Life is too short to reread stuff you wrote yourself. Once I’ve completed a novel, I never look at it again.

But the e-book process forces you down this path, if only to check for glitches in the conversion process.  So that’s what I’ve been doing for Summit.  Of course, my main worry was that I’d find myself thinking: How could I have written this crap? Luckily, this didn’t happen. There were sentences I felt like tweaking, but the novel continued to work for me.

What was most interesting about the experience was how much I had forgotten about the novel.  These were characters and events that inhabited my brain for a long time, and now some of what happened seemed totally new to me.  Did I really write that?

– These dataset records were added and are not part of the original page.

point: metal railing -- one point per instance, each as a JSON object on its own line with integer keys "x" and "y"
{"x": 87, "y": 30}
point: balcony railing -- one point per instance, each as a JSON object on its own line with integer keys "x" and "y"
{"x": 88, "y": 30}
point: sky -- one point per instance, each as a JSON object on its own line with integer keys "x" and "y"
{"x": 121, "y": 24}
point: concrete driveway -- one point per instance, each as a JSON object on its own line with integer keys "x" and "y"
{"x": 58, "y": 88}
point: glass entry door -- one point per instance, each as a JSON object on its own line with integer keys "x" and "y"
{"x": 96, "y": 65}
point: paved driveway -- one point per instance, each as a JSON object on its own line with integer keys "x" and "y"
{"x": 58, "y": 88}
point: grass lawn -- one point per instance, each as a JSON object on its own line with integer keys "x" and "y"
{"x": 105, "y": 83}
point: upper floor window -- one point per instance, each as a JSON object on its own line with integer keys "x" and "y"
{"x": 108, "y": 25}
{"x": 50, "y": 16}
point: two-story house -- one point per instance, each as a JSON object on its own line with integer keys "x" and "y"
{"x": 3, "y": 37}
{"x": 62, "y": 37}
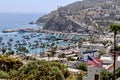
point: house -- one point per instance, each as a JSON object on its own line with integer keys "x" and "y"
{"x": 93, "y": 73}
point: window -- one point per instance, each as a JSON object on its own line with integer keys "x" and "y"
{"x": 96, "y": 77}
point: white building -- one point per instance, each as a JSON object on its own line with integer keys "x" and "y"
{"x": 93, "y": 73}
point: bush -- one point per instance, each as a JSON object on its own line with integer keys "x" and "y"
{"x": 82, "y": 66}
{"x": 70, "y": 59}
{"x": 3, "y": 75}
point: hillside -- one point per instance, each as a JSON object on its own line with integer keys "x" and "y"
{"x": 82, "y": 16}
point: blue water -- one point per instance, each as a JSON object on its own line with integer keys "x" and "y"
{"x": 17, "y": 21}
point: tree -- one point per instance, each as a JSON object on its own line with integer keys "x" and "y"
{"x": 115, "y": 27}
{"x": 61, "y": 55}
{"x": 82, "y": 66}
{"x": 117, "y": 72}
{"x": 4, "y": 50}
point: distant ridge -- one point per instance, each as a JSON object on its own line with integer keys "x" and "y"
{"x": 87, "y": 16}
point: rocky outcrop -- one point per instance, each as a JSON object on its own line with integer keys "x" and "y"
{"x": 96, "y": 13}
{"x": 63, "y": 24}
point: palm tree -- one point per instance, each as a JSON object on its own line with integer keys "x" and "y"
{"x": 115, "y": 27}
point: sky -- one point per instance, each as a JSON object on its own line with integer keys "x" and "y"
{"x": 31, "y": 6}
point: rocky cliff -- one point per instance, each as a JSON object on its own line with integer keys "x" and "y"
{"x": 70, "y": 18}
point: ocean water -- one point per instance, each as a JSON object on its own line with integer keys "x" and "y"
{"x": 16, "y": 20}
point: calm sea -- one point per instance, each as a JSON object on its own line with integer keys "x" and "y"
{"x": 16, "y": 20}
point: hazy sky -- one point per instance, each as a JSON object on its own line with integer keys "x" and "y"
{"x": 31, "y": 6}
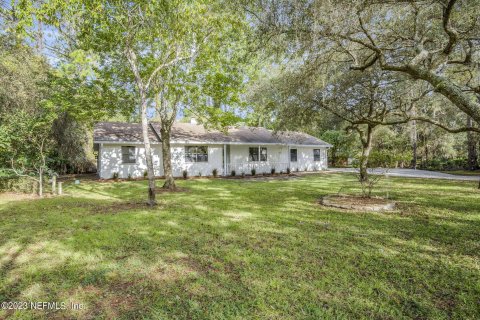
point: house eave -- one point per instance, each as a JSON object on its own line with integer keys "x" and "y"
{"x": 189, "y": 142}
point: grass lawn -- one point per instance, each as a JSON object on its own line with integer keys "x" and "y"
{"x": 244, "y": 249}
{"x": 464, "y": 172}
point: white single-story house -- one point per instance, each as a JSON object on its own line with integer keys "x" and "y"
{"x": 200, "y": 151}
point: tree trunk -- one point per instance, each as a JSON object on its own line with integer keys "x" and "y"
{"x": 148, "y": 153}
{"x": 333, "y": 157}
{"x": 471, "y": 147}
{"x": 40, "y": 182}
{"x": 167, "y": 159}
{"x": 366, "y": 148}
{"x": 413, "y": 139}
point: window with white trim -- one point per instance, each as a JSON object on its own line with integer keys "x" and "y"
{"x": 196, "y": 154}
{"x": 128, "y": 154}
{"x": 257, "y": 154}
{"x": 263, "y": 154}
{"x": 293, "y": 155}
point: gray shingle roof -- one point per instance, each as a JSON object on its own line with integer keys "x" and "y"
{"x": 188, "y": 133}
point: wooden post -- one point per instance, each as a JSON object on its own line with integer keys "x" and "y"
{"x": 54, "y": 183}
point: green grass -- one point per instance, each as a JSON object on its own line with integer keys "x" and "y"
{"x": 245, "y": 249}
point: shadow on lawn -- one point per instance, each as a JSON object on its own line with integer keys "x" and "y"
{"x": 226, "y": 251}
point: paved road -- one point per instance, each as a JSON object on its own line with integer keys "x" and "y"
{"x": 411, "y": 173}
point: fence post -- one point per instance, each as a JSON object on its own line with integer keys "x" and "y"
{"x": 54, "y": 183}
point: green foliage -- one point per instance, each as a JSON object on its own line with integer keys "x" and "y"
{"x": 344, "y": 145}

As a spy thriller, Summit is legally obligated to have a certain number of plot twists. They have to be prepared for in such a way that they are surprising when they happen, but sufficiently plausible that they don’t seem arbitrary, that the reader doesn’t think the author is just messing with him.  When I reread the novel, the first plot twist took me completely by surprise.  So much so that, when the twist started (somewhat mysteriously, with someone being in a place she wasn’t supposed to be), I thought I had screwed up, so I went back and changed a paragraph a couple of chapters earlier in the novel.   Then I continued reading, and I realized the clever author had tricked his credulous future self.  I should have trusted the author more — now I had to find the paragraph I’d changed and put it back to the way it was supposed to be.

Personalities persist, but memories decay.  I’m the same person that I was back then, but that doesn’t mean I can’t surprise myself.